Reputation: 21961
In the dataframe below:
0 [Normal, Normal, Normal]
1 [Good, Good, Good, Good, Good]
2 [Normal, Normal, Poor]
3 [Good, Good, Good, Good, Good, Normal, Normal,...
4 [Good, Good, Good, Good, Very Good]
...
1969 [Normal, Normal, Normal, Normal, Normal]
1970 [Poor]
1971 [Normal, Normal, Normal, Normal, Normal]
1972 [Poor]
1973 [Poor, Normal]
I want to determine the most repeated value in each list in each row. If there is no single value that is repeated most often, then any of the values will work. I tried using pandas mode but that does not work
Upvotes: 1
Views: 56
Reputation: 862521
You can create DataFrame first and then use DataFrame.mode
with select first column or use custom lambda function:
df['mode1'] = pd.DataFrame(df['col'].tolist(), index=df.index).mode(axis=1)[0]

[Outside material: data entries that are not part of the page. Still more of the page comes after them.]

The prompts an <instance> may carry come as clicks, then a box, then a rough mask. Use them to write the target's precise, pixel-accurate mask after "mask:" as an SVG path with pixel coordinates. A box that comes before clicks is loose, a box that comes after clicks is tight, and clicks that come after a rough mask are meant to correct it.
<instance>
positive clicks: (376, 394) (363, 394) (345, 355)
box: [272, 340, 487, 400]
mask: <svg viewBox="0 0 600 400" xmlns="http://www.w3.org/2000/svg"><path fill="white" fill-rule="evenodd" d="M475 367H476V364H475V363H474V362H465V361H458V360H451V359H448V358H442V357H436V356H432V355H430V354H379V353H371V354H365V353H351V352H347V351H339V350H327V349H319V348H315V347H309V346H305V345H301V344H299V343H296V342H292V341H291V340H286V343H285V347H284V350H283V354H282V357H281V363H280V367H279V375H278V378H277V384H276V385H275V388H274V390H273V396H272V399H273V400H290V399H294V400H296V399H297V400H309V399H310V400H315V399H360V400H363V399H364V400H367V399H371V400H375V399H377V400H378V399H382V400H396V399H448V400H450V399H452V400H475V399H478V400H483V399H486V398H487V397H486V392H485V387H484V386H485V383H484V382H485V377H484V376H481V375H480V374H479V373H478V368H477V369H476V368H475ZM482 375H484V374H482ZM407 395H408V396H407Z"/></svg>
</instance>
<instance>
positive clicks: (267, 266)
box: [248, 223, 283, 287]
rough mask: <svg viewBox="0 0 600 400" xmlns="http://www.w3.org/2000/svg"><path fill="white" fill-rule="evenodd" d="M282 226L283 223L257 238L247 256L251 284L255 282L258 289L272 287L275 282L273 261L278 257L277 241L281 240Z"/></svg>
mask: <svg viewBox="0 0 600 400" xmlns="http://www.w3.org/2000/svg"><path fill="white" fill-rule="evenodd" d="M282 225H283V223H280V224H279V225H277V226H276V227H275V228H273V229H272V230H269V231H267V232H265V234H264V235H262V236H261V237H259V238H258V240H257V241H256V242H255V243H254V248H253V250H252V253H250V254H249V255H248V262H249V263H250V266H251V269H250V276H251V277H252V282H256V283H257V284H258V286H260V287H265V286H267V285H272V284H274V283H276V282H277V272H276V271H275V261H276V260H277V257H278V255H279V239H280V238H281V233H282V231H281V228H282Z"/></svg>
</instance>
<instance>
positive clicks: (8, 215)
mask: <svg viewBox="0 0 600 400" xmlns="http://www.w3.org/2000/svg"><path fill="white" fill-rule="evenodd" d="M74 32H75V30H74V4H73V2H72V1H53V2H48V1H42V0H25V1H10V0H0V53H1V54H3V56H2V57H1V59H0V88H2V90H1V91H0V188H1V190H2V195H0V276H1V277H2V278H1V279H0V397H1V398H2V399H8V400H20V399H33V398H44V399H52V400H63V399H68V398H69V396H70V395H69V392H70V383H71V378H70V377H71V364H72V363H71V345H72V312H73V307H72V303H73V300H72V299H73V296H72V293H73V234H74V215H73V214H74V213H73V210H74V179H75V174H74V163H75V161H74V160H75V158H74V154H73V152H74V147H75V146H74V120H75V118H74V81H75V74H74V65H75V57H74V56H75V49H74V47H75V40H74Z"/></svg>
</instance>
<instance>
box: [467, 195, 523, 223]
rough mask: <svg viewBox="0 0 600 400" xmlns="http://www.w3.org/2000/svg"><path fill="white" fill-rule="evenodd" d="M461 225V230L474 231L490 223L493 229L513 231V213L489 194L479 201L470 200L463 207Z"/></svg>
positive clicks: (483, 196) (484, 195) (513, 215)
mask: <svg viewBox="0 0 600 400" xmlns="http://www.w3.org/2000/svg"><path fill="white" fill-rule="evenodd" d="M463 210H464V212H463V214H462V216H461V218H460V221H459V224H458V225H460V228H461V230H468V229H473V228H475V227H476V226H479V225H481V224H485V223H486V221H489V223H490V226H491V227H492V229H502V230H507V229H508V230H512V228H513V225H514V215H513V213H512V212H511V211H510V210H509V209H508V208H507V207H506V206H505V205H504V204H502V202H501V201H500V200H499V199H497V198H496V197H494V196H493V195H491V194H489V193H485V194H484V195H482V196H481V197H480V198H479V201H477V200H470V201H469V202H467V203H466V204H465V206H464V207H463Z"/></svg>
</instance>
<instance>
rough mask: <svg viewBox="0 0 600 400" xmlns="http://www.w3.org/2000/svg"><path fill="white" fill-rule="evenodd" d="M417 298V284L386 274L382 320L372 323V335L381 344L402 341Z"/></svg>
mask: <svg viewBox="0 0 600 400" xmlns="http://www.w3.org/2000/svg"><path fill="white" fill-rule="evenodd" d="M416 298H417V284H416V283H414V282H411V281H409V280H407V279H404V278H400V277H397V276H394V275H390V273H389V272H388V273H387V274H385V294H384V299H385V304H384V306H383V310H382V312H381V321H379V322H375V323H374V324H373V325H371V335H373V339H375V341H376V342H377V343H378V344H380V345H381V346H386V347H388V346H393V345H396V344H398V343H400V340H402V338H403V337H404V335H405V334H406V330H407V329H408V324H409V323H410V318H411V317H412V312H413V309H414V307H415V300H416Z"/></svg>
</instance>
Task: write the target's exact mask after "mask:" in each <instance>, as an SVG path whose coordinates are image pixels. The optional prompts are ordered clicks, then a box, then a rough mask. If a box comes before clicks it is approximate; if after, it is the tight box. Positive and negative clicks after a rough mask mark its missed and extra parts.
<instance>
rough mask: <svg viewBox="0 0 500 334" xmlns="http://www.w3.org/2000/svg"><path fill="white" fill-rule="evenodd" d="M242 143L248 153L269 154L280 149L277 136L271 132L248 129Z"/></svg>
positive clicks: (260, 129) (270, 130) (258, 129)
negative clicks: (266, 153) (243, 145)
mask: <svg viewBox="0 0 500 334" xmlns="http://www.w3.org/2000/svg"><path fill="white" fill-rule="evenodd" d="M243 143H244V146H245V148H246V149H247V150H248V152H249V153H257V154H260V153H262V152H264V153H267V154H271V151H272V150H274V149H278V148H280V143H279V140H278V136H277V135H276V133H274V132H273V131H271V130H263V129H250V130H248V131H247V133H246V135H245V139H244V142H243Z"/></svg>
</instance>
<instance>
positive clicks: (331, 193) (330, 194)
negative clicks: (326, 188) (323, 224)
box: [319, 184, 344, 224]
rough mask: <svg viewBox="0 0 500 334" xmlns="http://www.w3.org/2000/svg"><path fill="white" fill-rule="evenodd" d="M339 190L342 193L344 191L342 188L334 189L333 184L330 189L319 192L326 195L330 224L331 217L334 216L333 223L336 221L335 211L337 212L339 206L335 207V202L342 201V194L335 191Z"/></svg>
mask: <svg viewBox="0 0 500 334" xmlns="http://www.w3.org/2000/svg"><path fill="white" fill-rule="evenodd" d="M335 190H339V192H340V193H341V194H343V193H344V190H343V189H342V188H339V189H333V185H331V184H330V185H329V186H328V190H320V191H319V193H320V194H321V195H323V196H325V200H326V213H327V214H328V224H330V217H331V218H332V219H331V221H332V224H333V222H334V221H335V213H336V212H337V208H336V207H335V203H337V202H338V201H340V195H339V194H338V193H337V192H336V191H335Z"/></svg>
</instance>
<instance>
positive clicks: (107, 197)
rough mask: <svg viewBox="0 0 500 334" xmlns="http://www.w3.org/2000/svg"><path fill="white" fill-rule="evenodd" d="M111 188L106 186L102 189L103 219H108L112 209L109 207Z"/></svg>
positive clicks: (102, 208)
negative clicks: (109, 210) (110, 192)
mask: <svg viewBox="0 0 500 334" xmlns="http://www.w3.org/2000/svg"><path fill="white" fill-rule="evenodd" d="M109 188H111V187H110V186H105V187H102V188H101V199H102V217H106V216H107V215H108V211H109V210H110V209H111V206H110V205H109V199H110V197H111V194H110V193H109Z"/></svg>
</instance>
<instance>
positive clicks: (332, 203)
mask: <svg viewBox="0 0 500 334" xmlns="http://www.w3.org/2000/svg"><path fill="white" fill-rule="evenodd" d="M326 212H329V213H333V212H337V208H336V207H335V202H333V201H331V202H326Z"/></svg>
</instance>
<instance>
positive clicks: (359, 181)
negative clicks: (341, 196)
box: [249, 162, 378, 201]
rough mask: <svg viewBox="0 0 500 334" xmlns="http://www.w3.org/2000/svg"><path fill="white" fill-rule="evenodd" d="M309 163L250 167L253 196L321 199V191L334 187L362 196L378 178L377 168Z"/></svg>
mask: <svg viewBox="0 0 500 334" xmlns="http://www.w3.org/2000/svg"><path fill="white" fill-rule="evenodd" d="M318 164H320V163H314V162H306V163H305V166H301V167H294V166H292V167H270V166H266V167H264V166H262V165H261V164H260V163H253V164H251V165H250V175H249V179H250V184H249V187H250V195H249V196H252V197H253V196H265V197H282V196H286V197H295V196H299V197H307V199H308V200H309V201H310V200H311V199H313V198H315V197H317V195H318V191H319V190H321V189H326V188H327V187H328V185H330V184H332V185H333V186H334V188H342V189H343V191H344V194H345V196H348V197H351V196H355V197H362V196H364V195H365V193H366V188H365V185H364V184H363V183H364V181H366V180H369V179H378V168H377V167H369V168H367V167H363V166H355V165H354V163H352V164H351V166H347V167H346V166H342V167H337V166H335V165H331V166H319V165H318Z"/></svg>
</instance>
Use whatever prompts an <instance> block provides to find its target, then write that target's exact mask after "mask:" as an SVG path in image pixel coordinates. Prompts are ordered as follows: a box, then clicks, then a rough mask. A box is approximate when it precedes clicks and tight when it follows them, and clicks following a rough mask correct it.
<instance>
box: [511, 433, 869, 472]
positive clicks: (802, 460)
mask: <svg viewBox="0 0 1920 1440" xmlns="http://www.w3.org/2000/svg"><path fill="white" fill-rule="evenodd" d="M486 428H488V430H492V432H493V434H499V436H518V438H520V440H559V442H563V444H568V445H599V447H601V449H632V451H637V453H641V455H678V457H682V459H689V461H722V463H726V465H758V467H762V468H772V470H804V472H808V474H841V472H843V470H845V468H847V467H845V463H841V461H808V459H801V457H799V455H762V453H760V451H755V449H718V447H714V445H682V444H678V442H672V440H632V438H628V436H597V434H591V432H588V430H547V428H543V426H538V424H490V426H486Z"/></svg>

df['mode2'] = df['col'].apply(lambda x: max(set(x), key=x.count))
print (df)
col mode1 mode2
0 [Normal, Normal, Normal] Normal Normal
1 [Good, Good, Good, Good, Good] Good Good
2 [Normal, Normal, Poor] Normal Normal
3 [Good, Good, Good, Good, Good, Normal, Normal,... Good Good
4 [Good, Good, Good, Good, Very Good] Good Good
1969 [Normal, Normal, Normal, Normal, Normal] Normal Normal
1970 [Poor] Poor Poor
1971 [Normal, Normal, Normal, Normal, Normal] Normal Normal
1972 [Poor] Poor Poor
1973 [Poor, Normal] Normal Normal
Unfortunately pandas mode
is slow, if performnace is important second solution is best choice here:
#[10000 rows x 1 columns]
df = pd.concat([df] * 1000, ignore_index=True)
In [46]: %timeit df['mode1']=pd.DataFrame(df['col'].tolist(),index=df.index).mode(axis=1)[0]
3.84 s ± 87.1 ms per loop (mean ± std. dev. of 7 runs, 1 loop each)
In [47]: %timeit df['mode2'] = df['col'].apply(lambda x: max(set(x), key=x.count))
11.4 ms ± 81.7 µs per loop (mean ± std. dev. of 7 runs, 100 loops each)
#Mayank Porwal solution
In [48]: %timeit df['mode3'] = df['col'].apply(lambda x: Counter(x).most_common(1)[0][0])
55.7 ms ± 3.67 ms per loop (mean ± std. dev. of 7 runs, 10 loops each)
Upvotes: 1
Reputation: 34046
You can also use Python's collections.Counter.most_common
method with df.apply
here:
In [2223]: from collections import Counter
In [2212]: df = pd.DataFrame({'col': [['Normal', 'Normal', 'Normal'], ['Good', 'Good', 'Good', 'Good', 'Good'], ['Normal', 'Normal', 'Poor']]})
In [2213]: df
Out[2213]:
col
0 [Normal, Normal, Normal]
1 [Good, Good, Good, Good, Good]
2 [Normal, Normal, Poor]
In [2221]: df['most_common'] = df['col'].apply(lambda x: Counter(x).most_common(1)[0][0])
In [2222]: df
Out[2222]:
col most_common
0 [Normal, Normal, Normal] Normal
1 [Good, Good, Good, Good, Good] Good
2 [Normal, Normal, Poor] Normal
Upvotes: 1